A frame is a short audio fragment and all the analysis data associated to it. Look at the user manual and the Frame class in the repository.
On the other hand, a segment is a longer audio fragment that is made
up
of a set of frames that usually share some common properties (they
belong
to the same note, melody, recording...).
The main application class (SMSBase) has a member attribute that we
still
had paid no attention to. It is an object of the Segment class. This
class
is one of the most important ProcessingData classes available in the
CLAM repository.
Now we are ready to add the CLAM Segment to our application. We will keep every spectrum that is output from the FFT in a different frame in our segment.
When we take an audio chunk directly and we input it to the FFT (like we are doing now), what we are actually doing is to multiply the audio chunk with a rectangular window. This means we are convolving the spectrum of our signal with the transform of a rectangular window. But the transform of this window is not very suitable for analysis.
What we have to do is to use a temporal window that shows better spectral features. In CLAM WindowGenerator class we have implemented the most usual windowing functions.
Note that in order to apply a window we need two Processing objects: the WindowGenerator and an AudioMultiplier.

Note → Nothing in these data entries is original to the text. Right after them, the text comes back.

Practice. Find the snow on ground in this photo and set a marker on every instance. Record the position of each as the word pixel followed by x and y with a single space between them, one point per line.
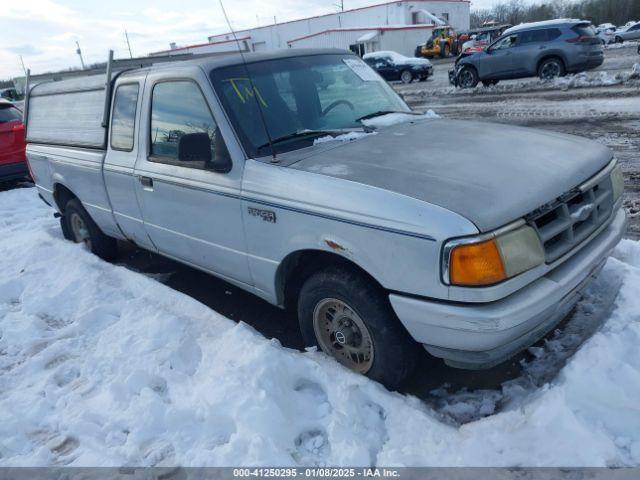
pixel 100 365
pixel 617 46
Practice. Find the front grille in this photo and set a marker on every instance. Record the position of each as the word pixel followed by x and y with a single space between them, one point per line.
pixel 566 223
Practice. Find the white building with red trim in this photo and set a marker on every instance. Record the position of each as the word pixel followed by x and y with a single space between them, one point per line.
pixel 397 26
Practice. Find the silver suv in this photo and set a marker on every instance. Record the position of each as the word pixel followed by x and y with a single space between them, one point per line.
pixel 546 49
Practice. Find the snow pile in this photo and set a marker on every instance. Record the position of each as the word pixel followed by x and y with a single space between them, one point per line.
pixel 583 79
pixel 345 137
pixel 102 366
pixel 397 59
pixel 627 44
pixel 396 118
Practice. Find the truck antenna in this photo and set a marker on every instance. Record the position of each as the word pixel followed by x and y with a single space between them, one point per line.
pixel 251 84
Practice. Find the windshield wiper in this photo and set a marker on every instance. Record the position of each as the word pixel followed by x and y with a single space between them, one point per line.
pixel 300 134
pixel 379 113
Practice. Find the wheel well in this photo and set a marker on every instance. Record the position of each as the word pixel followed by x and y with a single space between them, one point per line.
pixel 548 57
pixel 62 195
pixel 298 266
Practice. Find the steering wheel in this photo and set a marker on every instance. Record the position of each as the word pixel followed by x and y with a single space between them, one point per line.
pixel 335 104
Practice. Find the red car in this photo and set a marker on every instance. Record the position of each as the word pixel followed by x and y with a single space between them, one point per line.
pixel 13 164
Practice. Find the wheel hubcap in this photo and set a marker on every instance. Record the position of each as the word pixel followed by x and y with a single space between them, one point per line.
pixel 550 70
pixel 80 230
pixel 342 334
pixel 466 79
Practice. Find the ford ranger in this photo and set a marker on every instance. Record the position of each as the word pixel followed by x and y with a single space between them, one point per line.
pixel 302 177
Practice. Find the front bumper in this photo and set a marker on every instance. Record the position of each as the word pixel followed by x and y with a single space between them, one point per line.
pixel 13 171
pixel 478 336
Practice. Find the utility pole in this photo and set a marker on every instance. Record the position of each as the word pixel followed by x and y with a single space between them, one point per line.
pixel 126 35
pixel 79 52
pixel 23 68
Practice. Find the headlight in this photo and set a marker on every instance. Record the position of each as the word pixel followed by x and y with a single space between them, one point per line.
pixel 617 182
pixel 491 258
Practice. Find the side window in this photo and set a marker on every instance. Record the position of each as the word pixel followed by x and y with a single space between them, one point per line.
pixel 178 108
pixel 124 117
pixel 506 42
pixel 553 33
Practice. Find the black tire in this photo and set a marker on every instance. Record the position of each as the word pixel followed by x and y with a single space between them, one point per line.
pixel 394 352
pixel 468 77
pixel 406 76
pixel 445 50
pixel 551 68
pixel 100 244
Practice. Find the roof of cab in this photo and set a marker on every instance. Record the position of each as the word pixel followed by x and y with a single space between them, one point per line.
pixel 545 24
pixel 215 61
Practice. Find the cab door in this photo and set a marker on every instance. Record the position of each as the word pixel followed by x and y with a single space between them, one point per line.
pixel 498 61
pixel 120 160
pixel 191 212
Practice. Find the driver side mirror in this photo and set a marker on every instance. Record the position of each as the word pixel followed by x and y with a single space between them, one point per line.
pixel 196 147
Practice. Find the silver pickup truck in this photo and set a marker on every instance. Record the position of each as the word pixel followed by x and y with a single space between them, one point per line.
pixel 302 177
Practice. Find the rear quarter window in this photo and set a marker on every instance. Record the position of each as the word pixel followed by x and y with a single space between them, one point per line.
pixel 542 35
pixel 10 114
pixel 584 30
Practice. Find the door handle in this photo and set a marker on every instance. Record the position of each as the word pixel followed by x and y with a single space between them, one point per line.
pixel 147 182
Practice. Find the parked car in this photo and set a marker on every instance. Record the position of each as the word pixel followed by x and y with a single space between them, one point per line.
pixel 631 32
pixel 546 49
pixel 393 66
pixel 10 94
pixel 482 38
pixel 384 237
pixel 12 143
pixel 606 35
pixel 606 26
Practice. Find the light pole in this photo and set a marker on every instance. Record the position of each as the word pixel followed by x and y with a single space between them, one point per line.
pixel 79 52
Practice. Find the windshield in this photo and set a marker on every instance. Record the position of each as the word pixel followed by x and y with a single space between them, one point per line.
pixel 301 94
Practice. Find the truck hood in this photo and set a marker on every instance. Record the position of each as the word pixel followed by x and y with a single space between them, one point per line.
pixel 491 174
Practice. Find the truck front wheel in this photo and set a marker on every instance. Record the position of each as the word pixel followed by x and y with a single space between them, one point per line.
pixel 349 318
pixel 79 227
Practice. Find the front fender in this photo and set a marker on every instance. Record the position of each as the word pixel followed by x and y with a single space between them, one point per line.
pixel 395 239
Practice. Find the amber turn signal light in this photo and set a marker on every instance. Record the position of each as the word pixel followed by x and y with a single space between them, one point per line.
pixel 477 264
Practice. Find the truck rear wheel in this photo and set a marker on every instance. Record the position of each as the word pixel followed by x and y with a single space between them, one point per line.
pixel 406 76
pixel 349 318
pixel 551 68
pixel 468 77
pixel 79 227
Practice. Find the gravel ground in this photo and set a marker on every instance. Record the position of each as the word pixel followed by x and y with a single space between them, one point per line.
pixel 603 105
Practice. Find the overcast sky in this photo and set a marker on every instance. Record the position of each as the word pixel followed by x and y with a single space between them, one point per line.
pixel 44 31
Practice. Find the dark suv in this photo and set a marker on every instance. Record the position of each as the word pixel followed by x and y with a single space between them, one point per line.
pixel 392 66
pixel 546 49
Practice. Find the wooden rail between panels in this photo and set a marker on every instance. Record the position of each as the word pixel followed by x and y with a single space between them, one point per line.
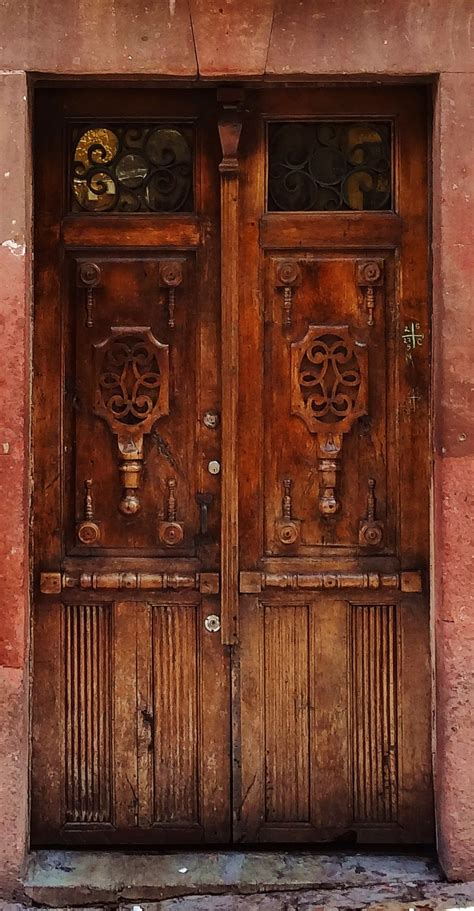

Add these two Processings to the MyAnalyzer class (you can take a look at the Spectral Analysis class as a reference).
To preserve even-symmetry, we need the window to be odd size. However the size of the audio we feed the FFT must be a power of two (for computing efficiency). The FFT input may have some trailing zeroes to make it this size. The FFT input size can be derived from the window size directly.
Look at how these sizes are handled in the configuration of the SpectralAnalysis. Add this to your application so the FFT (input) size is automatically configured from the window size that the user chooses.Another thing we can introduce to our analysis is the use of zero-padding. This way we can add zeros after each audio frame and obtain a greater spectral resolution. This feature is interesting for the Sinusoidal component, as we need to have as much resolution as possible in order to better detect the spectral peak frequencies. Look at the SpectralAnalysis::Do(const Audio& in, Spectrum& outSp).
The Composite we are taking as example (SpectralAnalysis) also has another interesting Processing: the CircularShift. This Processing "shifts around" the signal to keep zero-phase conditions in the spectrum.
And last, we may be interested in having overlaping frames. That is, an analysis hop size different and smaller than the window size. The most "elegant" way to implement this is using a Circular Buffer.